Ok....the fish cake recipe sounds good!


----------



## steverino (Mar 8, 2006)

*Fishingcacher*

You must be oriental. That's the southern Chinese was of preparing steamed or poached fish!


----------



## fishingcacher (Mar 29, 2008)

steverino said:


> You must be oriental. That's the southern Chinese was of preparing steamed or poached fish!


Asian yes.


----------



## coastalmayham (Jan 14, 2011)

louisiana fish fry, oil, and fish. Tastes lovely!!!


----------



## skooter2 (May 3, 2011)

I enjoy getting into the "bull whiting". Very versitile. Sauce pequant, cubian, gumbo, stir fry, fish cakes, cold smoked, on and on. I still prefer fried up right on the beach


----------



## Cody C (May 15, 2009)

fishingcacher said:


> Asian yes.


That sounds pretty tasty. Might have to try that

Cody C


----------



## justletmein (Feb 11, 2006)

bbgarcia said:


> I steam them in water w/ crab boil until they're opaque and then take a fork to the filets and flake them up. Put a little mayo, chopped bell pepper and onion, Cajun seasoning, & bread crumbs. Put a ball of the mixture in your hands and pat it out and you have made some of the best fish cakes you can put in your mouth. you can oven bake them or fry them.
> 
> I also fry, saute', and blacken them just like I cook a lot of my other fish.

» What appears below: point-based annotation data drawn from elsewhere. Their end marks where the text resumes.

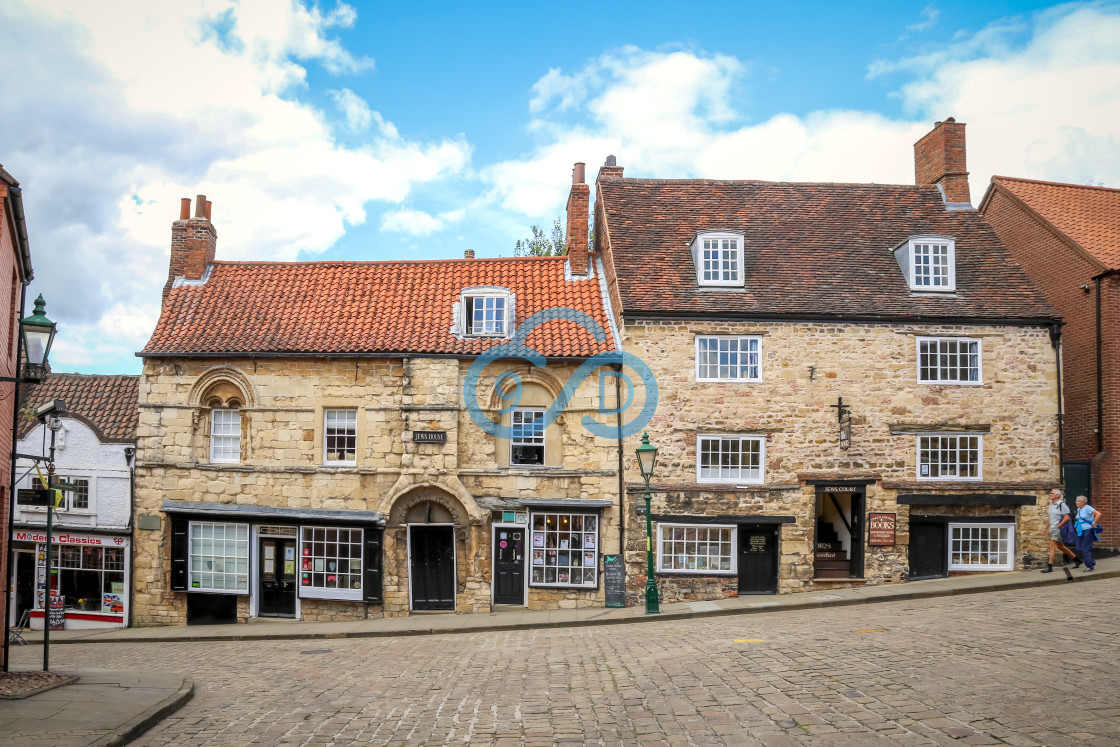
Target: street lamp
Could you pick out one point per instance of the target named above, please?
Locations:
(646, 460)
(37, 333)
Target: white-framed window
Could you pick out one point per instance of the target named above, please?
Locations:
(718, 259)
(929, 262)
(981, 547)
(218, 557)
(730, 458)
(697, 549)
(950, 456)
(91, 578)
(526, 437)
(566, 549)
(339, 437)
(729, 358)
(486, 314)
(225, 436)
(949, 361)
(330, 562)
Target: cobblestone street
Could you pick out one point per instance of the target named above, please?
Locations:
(1035, 666)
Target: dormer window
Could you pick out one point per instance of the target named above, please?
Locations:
(718, 259)
(929, 262)
(486, 313)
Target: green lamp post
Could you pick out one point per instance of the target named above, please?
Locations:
(646, 460)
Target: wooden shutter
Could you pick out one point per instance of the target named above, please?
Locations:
(179, 559)
(371, 580)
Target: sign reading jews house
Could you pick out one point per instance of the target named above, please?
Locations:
(880, 529)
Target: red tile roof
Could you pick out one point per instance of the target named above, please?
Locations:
(109, 404)
(812, 250)
(337, 308)
(1089, 216)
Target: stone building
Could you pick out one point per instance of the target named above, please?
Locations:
(1066, 236)
(92, 537)
(337, 440)
(858, 383)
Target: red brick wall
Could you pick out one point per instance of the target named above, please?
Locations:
(1060, 270)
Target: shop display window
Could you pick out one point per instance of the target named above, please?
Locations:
(691, 549)
(91, 578)
(565, 550)
(330, 562)
(218, 557)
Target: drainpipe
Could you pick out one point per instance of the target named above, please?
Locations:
(1055, 330)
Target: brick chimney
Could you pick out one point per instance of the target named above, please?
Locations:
(939, 158)
(193, 242)
(610, 169)
(579, 204)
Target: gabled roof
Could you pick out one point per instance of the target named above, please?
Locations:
(369, 308)
(1089, 216)
(106, 403)
(811, 251)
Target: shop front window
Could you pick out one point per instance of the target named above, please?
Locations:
(91, 578)
(565, 550)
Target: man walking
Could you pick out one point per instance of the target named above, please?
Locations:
(1058, 515)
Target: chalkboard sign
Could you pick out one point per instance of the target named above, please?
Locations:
(614, 575)
(56, 614)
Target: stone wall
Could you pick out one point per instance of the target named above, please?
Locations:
(282, 461)
(805, 369)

That sounds pretty good. Do you leave the ribs in and then just flake the meat around them? Seems like you lose so much meat on a whiting with traditional fillet.


----------



## spicyitalian (Jan 18, 2012)

I just put a bunch of whiting into a huge pot of gumbo that I made. Turned out way better than expected. I just waited until the last minute to put them in with the shrimp.

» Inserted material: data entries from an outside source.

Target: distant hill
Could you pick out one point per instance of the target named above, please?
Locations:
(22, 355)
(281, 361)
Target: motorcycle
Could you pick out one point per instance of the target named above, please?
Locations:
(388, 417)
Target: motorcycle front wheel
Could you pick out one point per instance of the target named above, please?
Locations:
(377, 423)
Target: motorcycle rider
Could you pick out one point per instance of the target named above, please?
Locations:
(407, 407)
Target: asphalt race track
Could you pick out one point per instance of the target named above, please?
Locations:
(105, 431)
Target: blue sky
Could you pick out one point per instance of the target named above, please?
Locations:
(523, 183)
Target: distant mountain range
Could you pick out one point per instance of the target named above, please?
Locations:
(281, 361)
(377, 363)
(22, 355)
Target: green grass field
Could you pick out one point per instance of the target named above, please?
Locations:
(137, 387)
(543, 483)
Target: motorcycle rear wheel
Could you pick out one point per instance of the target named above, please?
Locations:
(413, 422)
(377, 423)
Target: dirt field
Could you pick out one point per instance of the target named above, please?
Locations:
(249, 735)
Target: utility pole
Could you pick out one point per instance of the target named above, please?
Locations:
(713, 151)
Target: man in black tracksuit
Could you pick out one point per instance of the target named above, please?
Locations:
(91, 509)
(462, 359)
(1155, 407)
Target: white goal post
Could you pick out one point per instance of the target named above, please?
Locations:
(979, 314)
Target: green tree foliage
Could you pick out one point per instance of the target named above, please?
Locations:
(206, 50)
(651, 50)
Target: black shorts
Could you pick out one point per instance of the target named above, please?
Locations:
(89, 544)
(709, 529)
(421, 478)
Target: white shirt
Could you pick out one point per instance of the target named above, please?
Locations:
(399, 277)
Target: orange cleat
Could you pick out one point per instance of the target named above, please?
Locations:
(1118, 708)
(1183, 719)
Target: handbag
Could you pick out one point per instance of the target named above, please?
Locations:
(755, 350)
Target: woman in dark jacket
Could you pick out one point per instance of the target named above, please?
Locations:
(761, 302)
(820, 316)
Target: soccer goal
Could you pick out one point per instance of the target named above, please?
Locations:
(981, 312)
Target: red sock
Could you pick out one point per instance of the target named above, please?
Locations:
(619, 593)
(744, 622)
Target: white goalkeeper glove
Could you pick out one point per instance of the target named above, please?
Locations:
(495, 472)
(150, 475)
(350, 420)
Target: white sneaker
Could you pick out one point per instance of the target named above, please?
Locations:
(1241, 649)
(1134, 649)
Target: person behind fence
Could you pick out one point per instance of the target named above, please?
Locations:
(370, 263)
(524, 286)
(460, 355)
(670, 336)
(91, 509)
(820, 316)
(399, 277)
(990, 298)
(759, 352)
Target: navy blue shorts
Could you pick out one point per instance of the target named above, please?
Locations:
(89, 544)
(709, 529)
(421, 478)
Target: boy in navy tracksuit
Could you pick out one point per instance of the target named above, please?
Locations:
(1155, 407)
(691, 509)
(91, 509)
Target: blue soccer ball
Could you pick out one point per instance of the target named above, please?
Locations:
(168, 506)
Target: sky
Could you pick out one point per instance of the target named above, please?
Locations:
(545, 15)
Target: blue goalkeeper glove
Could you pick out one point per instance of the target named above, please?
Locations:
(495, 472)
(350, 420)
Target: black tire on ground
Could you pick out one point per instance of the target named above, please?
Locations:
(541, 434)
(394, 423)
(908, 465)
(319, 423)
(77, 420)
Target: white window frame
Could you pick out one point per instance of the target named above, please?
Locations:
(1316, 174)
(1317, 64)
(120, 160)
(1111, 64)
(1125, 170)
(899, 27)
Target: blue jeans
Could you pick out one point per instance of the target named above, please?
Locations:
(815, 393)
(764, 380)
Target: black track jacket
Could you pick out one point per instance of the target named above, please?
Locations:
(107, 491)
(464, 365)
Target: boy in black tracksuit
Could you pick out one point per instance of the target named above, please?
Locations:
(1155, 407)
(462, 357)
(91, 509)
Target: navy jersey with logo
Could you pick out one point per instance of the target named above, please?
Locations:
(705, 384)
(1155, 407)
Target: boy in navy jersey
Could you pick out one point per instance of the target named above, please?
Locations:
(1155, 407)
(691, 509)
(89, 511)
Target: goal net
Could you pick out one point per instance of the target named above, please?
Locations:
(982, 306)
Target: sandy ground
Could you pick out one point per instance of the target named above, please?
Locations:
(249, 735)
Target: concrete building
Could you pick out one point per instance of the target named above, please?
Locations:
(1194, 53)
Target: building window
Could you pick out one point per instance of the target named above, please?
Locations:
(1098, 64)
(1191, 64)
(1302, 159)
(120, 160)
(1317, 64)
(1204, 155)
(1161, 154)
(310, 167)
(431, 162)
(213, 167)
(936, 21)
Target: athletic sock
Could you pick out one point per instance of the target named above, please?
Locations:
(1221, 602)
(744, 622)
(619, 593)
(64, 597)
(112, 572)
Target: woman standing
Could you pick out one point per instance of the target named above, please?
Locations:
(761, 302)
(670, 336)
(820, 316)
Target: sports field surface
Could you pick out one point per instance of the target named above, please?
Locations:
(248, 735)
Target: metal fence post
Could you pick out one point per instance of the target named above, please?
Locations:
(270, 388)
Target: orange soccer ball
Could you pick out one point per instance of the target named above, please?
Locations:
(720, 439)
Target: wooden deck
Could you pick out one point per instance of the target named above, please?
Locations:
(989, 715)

I have in the past tried them grilled, baked and pan fried. All methods turned out good, but they fall apart on me. The last time before the gumbo was the first time I deep fried with corn meal coating (louisiana cajun stuff or something) and it was amazing. I'll be doing a lot more deep frying with whiting from now on. I think it was as good or better than deep fried crappie.

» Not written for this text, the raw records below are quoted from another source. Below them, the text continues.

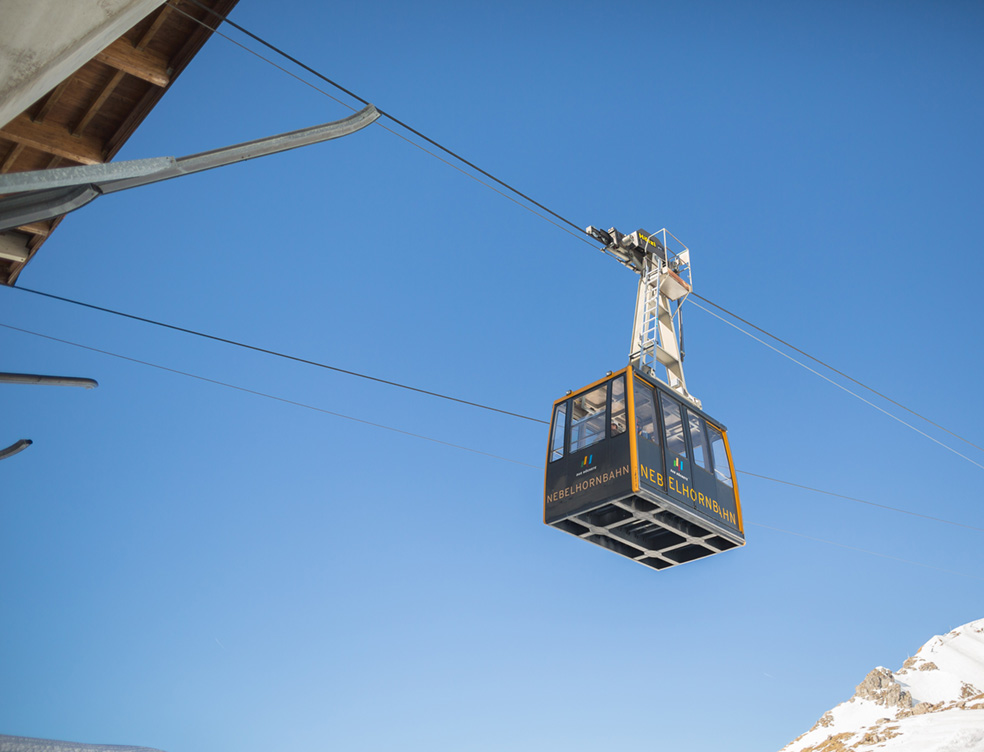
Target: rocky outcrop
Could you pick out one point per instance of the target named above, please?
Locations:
(933, 702)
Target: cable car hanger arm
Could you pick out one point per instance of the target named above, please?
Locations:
(665, 281)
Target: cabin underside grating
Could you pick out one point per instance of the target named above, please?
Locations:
(647, 532)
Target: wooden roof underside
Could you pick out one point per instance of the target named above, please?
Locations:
(87, 118)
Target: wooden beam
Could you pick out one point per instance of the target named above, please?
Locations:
(100, 101)
(53, 139)
(143, 64)
(51, 99)
(11, 157)
(154, 27)
(13, 247)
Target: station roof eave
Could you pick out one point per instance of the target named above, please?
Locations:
(88, 116)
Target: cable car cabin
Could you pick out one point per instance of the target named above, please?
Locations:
(636, 469)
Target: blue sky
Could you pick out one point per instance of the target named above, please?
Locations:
(191, 567)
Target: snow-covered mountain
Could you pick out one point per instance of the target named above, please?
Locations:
(934, 703)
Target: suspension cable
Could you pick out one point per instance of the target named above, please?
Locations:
(578, 231)
(277, 354)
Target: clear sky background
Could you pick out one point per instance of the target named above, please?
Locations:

Deep frying also gives me an excuse to make jalapeno hush puppies.


----------



## bbgarcia (Mar 23, 2008)

justletmein said:


> That sounds pretty good. Do you leave the ribs in and then just flake the meat around them? Seems like you lose so much meat on a whiting with traditional fillet.


Depends on how big they are. I usually won't keep them unless I can fillet them. I fillet them so my youngins won't eat any bones because they love to eat fish.


----------



## lipjerker (Apr 27, 2012)

*best recipe for whiting*

okay boys,
You knocked this one out of the park. well done! These recipies are fantastic. I have so many new ways to fix whiting now. I think the fish cakes were my favorite. But just a plain ol fish fry on the beach is an awesome way to get the kids involved in catching, cleaning, cooking, and best of all....eating.
Thanks to all for replying to this post. Just proves again that 2-cool fishing is the best site on the web. 
You guys ROCK!
Lipjerker.


----------